By Our Corporate Bureau | 21 Sep 2004

New Delhi: Accusing Suzuki of violating the joint venture agreement on Maruti Udyog, the heavy industries ministry yesterday wrote to the Foreign Investment Promotion Board (FIPB), saying that any proposal by Suzuki for an investment in these ventures should not be cleared as the government's concurrence, mandatory under existing norms has not been sought.

Minister of state for heavy industries, Santosh Mohan Deb said Suzuki's announcement, made without taking the government into confidence was tantamount to breach of "understanding" of the agreement. "This has caused a colossal loss to shareholders in terms of fall in Maruti share prices," said Dev.

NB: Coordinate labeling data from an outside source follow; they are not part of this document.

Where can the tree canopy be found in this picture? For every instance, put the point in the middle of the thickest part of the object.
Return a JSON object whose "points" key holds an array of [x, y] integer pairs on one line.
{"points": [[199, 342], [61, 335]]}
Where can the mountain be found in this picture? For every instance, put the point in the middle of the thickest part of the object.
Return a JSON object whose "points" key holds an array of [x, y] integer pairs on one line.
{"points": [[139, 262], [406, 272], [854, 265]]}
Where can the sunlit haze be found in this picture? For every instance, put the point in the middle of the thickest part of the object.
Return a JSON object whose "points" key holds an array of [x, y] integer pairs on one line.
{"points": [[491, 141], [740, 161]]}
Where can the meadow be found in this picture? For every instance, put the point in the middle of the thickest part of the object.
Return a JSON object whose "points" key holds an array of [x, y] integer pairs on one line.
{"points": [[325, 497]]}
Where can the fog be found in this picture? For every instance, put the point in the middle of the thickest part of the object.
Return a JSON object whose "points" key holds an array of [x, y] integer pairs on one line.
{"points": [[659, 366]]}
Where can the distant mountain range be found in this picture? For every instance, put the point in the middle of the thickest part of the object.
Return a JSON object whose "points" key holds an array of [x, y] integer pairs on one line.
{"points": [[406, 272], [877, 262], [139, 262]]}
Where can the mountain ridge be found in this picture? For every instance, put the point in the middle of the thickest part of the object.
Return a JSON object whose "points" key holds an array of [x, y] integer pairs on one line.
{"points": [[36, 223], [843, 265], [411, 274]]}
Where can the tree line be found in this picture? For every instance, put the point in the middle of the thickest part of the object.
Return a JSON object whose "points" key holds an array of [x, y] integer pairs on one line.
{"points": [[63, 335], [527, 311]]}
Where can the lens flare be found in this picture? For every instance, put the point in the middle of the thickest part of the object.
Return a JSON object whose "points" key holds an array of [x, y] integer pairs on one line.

Suzuki had announced that it would put up a diesel engine plant with an investment of nine billion yen (about Rs 425 crore) as well as a car assembly unit in India.

Though Suzuki chief Osamu Suzuki had said that the assembly plant would be put up by a joint venture between itself and Maruti, the stock markets perceived that Suzuki would set up its own marketing network in the country and that this would hamper Maruti's prospects. As a result, the company lost over Rs 300 crore in market capitalisation within two days of trading after the announcement was made.

The initiatives taken by the government are aimed at guarding Maruti against such a possibility by making it a partner in the two ventures, the ministry said.

In its communication to the FIPB, the ministry cited the two board meetings held on March 24 and May 18 this year, where a decision was taken that all fresh investments will be undertaken by Suzuki with Maruti as a partner. "Fresh investments made without Maruti's involvement will violate the revised joint venture agreement of May 2002," the official added.